Peloton ad goes viral amid backlash
Peloton ad goes viral amid backlash 02:07

Peloton's share price rolled further downhill Wednesday, as Peloton investors continued to feel the burn from a scathing Wall Street research report that comes on the heels of social media blowback from its widely mocked Christmas ad.

Shares of Peloton were down another $2.25 on Wednesday, after falling $2 on Tuesday, to $30.50. 

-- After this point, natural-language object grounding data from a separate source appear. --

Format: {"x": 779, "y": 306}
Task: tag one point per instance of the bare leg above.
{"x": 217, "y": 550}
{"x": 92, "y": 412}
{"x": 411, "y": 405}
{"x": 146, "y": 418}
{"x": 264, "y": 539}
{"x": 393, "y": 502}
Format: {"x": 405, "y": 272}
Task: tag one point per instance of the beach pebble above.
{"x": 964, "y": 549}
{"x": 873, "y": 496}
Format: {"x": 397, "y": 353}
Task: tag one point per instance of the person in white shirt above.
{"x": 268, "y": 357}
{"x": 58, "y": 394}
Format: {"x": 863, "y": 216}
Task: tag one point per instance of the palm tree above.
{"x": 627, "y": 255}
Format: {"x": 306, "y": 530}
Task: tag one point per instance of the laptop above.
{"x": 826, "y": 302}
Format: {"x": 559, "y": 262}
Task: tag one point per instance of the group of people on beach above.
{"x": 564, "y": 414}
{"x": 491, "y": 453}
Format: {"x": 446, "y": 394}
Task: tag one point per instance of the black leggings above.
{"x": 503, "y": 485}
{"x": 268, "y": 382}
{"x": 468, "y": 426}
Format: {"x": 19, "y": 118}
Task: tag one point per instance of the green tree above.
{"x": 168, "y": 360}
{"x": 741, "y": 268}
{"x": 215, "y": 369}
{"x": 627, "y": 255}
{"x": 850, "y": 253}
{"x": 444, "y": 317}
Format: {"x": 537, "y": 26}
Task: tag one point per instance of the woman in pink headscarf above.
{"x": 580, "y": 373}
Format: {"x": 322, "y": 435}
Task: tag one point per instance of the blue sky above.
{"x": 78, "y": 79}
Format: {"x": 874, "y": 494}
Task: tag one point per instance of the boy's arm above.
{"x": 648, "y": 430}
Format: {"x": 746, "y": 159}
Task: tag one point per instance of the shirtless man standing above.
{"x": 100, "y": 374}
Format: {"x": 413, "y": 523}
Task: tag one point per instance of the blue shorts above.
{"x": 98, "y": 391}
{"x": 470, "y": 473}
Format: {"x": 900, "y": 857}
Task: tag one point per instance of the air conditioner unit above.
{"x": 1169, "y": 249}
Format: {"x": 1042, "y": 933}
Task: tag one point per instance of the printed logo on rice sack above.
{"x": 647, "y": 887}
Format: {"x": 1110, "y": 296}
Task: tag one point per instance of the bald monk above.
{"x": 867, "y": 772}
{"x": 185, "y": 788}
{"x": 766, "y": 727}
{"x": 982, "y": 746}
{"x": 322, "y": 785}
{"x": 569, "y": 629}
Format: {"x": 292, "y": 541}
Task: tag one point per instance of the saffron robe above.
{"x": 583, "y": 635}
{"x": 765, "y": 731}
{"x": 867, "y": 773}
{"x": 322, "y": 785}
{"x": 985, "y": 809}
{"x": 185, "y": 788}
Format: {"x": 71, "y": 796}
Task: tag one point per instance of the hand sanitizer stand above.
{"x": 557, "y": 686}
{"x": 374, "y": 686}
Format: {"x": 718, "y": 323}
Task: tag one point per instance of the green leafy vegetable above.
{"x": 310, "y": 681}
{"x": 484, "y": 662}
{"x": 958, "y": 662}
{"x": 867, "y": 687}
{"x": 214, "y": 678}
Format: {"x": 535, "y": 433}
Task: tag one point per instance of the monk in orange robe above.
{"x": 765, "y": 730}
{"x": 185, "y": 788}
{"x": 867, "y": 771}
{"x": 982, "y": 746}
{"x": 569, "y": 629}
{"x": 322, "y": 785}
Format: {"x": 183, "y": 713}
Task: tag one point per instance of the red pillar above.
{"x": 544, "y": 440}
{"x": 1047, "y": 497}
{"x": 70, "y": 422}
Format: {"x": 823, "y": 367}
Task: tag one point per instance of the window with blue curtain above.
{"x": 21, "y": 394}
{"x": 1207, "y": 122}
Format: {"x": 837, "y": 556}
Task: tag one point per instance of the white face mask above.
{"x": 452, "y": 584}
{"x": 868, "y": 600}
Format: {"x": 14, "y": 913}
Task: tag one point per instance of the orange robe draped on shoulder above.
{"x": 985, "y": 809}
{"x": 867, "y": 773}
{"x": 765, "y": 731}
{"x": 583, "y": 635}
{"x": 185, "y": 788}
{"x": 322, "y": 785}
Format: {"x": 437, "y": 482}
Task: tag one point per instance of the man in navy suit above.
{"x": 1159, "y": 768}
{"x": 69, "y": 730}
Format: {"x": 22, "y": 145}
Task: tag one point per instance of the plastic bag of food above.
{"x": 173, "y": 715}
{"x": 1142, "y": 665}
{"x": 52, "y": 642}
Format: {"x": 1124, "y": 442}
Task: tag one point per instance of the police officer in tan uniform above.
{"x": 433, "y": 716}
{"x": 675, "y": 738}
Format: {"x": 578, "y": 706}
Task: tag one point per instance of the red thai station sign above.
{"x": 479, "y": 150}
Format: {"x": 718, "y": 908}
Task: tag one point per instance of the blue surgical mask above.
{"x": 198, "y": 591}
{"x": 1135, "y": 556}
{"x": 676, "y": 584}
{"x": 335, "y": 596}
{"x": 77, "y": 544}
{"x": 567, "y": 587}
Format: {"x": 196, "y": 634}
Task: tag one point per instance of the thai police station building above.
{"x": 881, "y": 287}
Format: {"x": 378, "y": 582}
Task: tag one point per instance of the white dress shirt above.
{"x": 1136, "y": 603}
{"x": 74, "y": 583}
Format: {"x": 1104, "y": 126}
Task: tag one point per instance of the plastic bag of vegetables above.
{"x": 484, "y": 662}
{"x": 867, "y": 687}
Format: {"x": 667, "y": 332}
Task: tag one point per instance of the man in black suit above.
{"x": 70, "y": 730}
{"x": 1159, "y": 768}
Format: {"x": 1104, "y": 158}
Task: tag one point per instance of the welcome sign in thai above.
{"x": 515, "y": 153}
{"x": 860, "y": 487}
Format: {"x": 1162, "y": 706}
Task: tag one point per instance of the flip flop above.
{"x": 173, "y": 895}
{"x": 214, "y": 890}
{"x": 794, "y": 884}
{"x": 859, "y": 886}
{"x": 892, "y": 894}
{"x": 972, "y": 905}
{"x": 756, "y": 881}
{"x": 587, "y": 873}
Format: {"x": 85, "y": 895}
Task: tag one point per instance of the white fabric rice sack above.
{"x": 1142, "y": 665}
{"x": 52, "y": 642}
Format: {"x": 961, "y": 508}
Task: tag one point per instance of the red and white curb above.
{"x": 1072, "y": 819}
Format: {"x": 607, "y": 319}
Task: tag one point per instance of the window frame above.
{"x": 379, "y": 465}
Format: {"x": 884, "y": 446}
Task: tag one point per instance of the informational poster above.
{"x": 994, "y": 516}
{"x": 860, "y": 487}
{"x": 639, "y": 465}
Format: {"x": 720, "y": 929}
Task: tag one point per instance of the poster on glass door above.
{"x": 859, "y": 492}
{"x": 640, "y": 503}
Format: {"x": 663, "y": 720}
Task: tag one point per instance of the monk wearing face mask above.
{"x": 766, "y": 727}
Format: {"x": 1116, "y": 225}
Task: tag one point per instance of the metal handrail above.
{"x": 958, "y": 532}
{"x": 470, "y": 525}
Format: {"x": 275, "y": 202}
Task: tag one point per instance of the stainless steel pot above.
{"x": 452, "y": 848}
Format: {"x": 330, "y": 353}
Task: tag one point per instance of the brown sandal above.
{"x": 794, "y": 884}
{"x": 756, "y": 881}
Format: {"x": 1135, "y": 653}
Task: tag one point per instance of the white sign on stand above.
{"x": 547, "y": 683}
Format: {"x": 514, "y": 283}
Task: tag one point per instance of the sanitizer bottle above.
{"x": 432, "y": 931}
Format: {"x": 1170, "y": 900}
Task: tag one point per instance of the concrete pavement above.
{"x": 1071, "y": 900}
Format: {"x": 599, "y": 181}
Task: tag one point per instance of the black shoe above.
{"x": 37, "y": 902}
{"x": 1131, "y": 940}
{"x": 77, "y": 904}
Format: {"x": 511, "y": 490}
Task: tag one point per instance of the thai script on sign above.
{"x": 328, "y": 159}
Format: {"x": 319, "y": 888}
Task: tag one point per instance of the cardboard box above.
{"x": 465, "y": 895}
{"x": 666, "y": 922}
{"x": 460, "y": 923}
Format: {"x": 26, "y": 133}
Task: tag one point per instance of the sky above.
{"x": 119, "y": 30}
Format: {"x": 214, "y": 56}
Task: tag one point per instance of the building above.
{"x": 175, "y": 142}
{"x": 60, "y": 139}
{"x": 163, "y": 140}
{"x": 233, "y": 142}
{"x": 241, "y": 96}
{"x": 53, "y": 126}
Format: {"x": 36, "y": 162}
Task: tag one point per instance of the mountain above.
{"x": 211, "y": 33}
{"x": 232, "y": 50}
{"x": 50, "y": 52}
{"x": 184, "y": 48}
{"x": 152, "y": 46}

The critical research report has now cut roughly $1 billion off Peloton's stock market value. And that's after Peloton already lost $1.6 billion last week following the company's airing an ad in which a husband gifts one of its $2,300 internet-connected stationary bikes to his wife for the holidays. Critics called the ad sexist and tone deaf. 

Peloton holiday commercial sparks criticism 01:59

Citron Research's Andrew Left, well known on Wall Street for targeting companies he thinks have flawed business models and placing big bets their stocks will fall, said in the report that investors have "peddled themselves into a frenzy" about Peloton. He predicts that investors will soon tire on the exercise bike and streaming workout video producer.

Left is shorting the stock — betting that Peloton shares will fall — and predicted the company's shares will drop to $5 by the end of next year. That would be an 86% drop from where the share price stood at the close of trading Monday.

Peloton went public in September at $29 a share. The company still has a market cap of $8.6 billion, but pessimistic Left said Peloton's current investors could lose more than $7 billion in 2020. 

"Worse than the commercial"

In his report, Left says Peloton has similarities to GoPro, a company that came in hot with a must-have product but fizzled once competition ramped up. He raised questions about Peloton's ability to bring successful new products to market in the future. 

He also targeted CEO John Foley. "He has a reputation for 'loose lips' and 'shooting from the hip,' " Left wrote, adding the executive has a "hard time with the truth" and his "hubris" is "worse than the commercial."

The report points to two articles published earlier this year by CBS MoneyWatch, which questioned why Foley claimed Peloton was profitable when it was not and another that examined whether the company was using financing to artificially boost its sales.

Peloton did not respond to a request for comment by the Associated Press on the Citron Research report.